Eine mit Post mit Amtsstatus führte erst Bürgermeister Edinger von 1903 bis 1937. Dass auch die Fernlinie der Postkutsche Bruchsal-Sinsheim-Mosbach vor der Posthalterei in Eschelbach Station machte, ist nachgewiesen. Und auch die "Kraftpost" – ab 1920 auf der Linie Sinsheim-Mingolsheim mit Motorwagen unterwegs – hielt dort an. Eschelbacher Postagenturen der späteren Jahre wurden von der heutigen Bundestraße 292/39, in Richtung Ortskern abgezogen. Neuer Postagent in den Weltkriegsjahren 1938 bis -45 wurde Ludwig Kraus in der Balzfelderstraße 1; danach ging die Posthalterei ab 1946 bis -70 an Camill Bender in der Hirschhornstraße 8 – und wieder zurück an die Familie von Ludwig Kraus.
Die Eschelbacher Postgeschichte, die ein Stück weit auch Familiengeschichte ist, führten von 1971 bis 1993 Posthauptschaffner Fritz Kraus und dessen Tochter – Postobersekretärin Ines Kraus – am Standort "An der Röte 12" fort. Das Unternehmen Deutsche Post wurde 1995 privatisiert – die Postagentur sitzt seither im Lebensmittelgeschäft Wambsganß in der Hirschhornstraße 29.

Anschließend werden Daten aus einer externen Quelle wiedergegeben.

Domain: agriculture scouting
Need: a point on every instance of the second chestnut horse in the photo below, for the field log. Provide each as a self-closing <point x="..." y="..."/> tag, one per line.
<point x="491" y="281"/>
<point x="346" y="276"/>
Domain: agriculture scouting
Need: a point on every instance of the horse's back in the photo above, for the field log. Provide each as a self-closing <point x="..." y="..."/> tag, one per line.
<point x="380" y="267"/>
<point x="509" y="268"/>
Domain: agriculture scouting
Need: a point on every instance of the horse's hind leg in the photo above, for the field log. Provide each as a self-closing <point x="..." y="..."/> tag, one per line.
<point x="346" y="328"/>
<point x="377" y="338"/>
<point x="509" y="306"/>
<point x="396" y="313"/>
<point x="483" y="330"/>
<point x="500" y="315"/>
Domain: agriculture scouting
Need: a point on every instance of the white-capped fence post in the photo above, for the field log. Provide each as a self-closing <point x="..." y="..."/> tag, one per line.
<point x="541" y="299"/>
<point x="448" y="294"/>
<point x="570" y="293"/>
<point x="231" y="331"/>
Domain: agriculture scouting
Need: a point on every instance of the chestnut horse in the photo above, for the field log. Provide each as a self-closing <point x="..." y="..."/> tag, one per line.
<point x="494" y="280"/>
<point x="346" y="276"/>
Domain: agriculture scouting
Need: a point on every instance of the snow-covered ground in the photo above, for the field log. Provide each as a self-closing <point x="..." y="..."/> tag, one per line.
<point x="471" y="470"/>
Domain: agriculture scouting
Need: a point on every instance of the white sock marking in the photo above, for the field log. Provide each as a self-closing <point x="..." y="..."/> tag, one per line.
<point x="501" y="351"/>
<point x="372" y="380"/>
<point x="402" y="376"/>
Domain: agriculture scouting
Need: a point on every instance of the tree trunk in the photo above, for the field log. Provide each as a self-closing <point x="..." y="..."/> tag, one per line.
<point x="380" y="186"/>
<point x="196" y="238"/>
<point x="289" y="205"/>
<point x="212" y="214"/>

Die Kapitel der historischen "Alten Post" in der jetzigen Eichtersheimer Straße wurden indessen weitergeschrieben: Ort und Wohnbebauung haben sich vergrößert. Das fast 300 Jahre alte Anwesen wird nach dem Zweiten Weltkrieg von der Familie Edinger bewohnt. Auch der in die Familie eingeheiratete spätere Ehrenbürger Eschelbachs – Oberlehrer Albert Münz – wohnte hier mit Familie. In die Räume der Post zogen Zahnarzt Dr. Neumaier, danach Zahnarzt Dr. Hildenbrand. Letzter blieb viele Jahre in Eschelbach. Generationen erinnern sich noch an die einfache Landpraxis.
Als Hildenbrand nach Sinsheim wechselte, fand sich kein Nachfolger. Im Hause selbst wohnten weiterhin die Familien Münz und Edinger – bis zum unglückseligen Hochwasser. Die Schäden hoch, das Haus nicht mehr zu retten. Waldemar Münz brach Stallungen, baute auf dem Gelände ein Wohnhaus, das heute noch von Nachfahren bewohnt wird. Die Zukunft des historischen Gebäudes ist ungewiss. Eine Erhaltung wäre angesichts der Historie wünschenswert. Ein Abbruch würde die Unwiederbringlichkeit besiegeln. Es wird ein Spagat zwischen Wunsch und Wirklichkeit bleiben.